SHANGHAI (Reuters) – China’s central bank governor said inflation is “basically under control”, and monetary policy would be kept steady, in comments a day after concerns over inflationary pressures were fanned by data showing the fastest rise in factory-gate prices in 12 years.
“We must adhere to policy stability as a priority, and stick to implementing normal monetary policy,” Yi Gang told a financial forum in Shanghai on Thursday, forecasting this year’s inflation at below 2%.
“Keeping interest rates at a proper level is conducive to the stable and healthy development of the markets,” the People’s Bank of China (PBOC) governor said.
Yi said that China’s interest rates, though higher than major economies, are still relatively low among developing and emerging economies.
Yi also reiterated that the central bank will keep the yuan exchange rate basically stable, while vowing to further improve China’s exchange rate mechanism.

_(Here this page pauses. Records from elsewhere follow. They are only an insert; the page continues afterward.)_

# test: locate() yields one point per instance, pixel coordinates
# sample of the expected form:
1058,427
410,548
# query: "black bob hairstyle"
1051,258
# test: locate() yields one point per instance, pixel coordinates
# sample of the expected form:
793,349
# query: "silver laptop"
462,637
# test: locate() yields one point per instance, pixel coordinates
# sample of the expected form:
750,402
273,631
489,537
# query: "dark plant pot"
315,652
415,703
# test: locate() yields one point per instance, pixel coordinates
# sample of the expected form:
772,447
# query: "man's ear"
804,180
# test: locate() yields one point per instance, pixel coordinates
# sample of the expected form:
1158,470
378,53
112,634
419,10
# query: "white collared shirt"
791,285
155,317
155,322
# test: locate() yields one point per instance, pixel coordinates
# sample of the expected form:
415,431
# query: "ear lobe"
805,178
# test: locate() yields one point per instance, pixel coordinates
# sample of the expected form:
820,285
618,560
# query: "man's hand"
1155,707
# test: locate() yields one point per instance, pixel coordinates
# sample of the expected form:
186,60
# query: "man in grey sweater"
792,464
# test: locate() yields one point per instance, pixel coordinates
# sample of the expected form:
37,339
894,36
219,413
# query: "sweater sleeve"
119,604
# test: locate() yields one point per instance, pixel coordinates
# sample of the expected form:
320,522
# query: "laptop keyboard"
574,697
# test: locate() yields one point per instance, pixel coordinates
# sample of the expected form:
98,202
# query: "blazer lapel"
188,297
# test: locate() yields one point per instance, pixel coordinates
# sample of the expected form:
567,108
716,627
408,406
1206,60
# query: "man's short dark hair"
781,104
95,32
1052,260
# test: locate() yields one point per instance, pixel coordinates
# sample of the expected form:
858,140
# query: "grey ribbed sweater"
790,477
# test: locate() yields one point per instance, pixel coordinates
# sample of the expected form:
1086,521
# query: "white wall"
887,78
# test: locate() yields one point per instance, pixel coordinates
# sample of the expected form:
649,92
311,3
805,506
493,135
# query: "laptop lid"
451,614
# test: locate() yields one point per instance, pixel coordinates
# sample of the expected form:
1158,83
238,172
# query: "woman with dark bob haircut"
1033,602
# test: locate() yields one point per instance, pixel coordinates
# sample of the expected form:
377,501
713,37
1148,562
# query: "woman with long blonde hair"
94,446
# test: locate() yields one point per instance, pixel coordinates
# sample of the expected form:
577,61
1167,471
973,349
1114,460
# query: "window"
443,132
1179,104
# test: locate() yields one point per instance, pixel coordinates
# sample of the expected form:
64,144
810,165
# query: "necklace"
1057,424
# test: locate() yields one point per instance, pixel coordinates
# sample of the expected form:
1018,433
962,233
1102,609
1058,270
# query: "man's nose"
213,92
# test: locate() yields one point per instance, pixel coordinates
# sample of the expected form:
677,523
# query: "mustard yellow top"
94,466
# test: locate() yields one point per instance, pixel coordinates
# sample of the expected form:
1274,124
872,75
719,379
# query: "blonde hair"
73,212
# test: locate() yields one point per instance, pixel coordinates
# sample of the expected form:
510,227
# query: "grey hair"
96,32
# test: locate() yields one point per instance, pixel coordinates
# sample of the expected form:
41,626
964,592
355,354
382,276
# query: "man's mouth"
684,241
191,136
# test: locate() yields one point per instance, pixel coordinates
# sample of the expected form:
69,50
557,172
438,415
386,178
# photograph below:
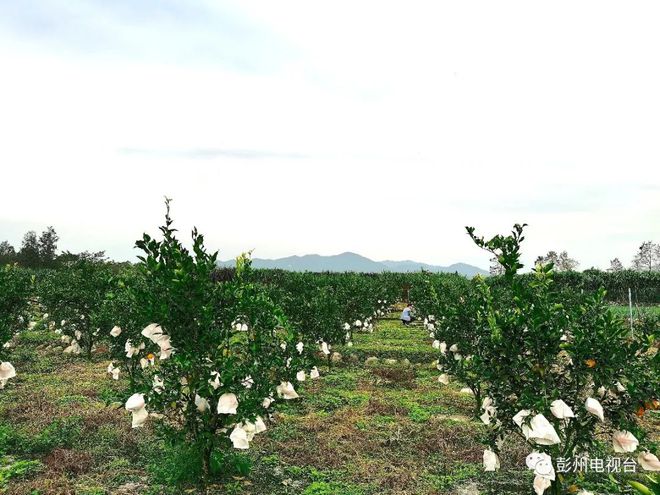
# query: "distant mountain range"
351,262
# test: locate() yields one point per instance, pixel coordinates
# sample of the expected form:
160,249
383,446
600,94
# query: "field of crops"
172,376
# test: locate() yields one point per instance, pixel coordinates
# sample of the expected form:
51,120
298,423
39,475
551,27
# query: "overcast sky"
321,127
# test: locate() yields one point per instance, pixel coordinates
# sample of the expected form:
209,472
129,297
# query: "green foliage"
73,296
651,486
205,340
15,291
541,346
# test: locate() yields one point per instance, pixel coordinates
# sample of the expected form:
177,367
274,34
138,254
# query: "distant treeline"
644,285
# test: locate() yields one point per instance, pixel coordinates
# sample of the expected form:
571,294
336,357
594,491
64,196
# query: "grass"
386,428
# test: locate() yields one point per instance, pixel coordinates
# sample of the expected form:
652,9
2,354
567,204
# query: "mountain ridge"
353,262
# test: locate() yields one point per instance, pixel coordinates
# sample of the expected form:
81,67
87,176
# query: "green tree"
7,253
48,247
647,257
615,265
28,256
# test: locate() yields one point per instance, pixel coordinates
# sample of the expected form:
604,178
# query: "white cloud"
292,127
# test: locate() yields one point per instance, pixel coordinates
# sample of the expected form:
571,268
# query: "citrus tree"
563,374
220,353
15,289
73,295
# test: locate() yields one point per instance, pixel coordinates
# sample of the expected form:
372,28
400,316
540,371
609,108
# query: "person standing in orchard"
406,316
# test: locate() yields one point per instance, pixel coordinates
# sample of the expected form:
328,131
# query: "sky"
294,127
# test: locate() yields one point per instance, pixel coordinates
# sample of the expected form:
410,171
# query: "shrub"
15,287
218,352
562,372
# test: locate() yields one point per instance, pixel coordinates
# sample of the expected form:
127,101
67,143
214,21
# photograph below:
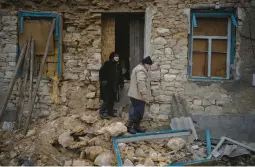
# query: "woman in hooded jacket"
111,80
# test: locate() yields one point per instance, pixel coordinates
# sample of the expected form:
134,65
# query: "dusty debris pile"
156,152
72,139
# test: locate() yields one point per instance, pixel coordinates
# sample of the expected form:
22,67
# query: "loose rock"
127,162
105,159
78,163
139,153
148,162
89,119
93,152
65,139
176,143
114,129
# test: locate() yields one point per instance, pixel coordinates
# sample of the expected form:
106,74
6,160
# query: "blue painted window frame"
22,14
231,16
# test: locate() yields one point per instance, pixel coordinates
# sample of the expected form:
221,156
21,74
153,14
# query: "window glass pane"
200,45
220,45
211,26
218,65
200,64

China has taken a series of measures recently to rein in rapid rise in the yuan, which hit a three-year high against the dollar on the back of China’s robust economic recovery and attractive yields.
Data released on Wednesday showed China’s May factory gate prices rose at their fastest annual pace in over 12 years due to surging commodity prices.
Yi said this was largely the result of a low base last year, adding that there is controversy over how long this year’s rapid rise in global inflation – fueled by surges in oil and commodity prices – would last.
China also reported consumer price data on Wednesay, which showed a 1.3% rise for May – the biggest year-on-year increase in eight months.
But it was still well below the government’s official target of around 3%, and Yi said he expected average annual inflation to be below 2% this year.
“Of course, there are uncertainties in the overseas pandemic situation, economic recovery and macro policies, so we should be on alert toward both inflationary and deflationary pressure in many aspects,” he said.
The potential growth rate of China’s economy is slowing, and future expansion must be driven by rising productivity and reforms, rather than investment of capital and labor, Yi said, citing an aging population.
China’s monetary policy must pay attention to the impact of structural changes on price stability, he added.
In an aging society, people tend to save more and consume less, curbing inflation, but a green transformation could push up inflation due to rising costs of using fossil fuels, Yi said.
The central bank governor said the PBOC will take a number of measures to help China achieve its carbon neutrality goals, including harmonising standards for green finance with the European Union, setting up a disclosure system for climate-related information, and incentivising capital support to green sectors.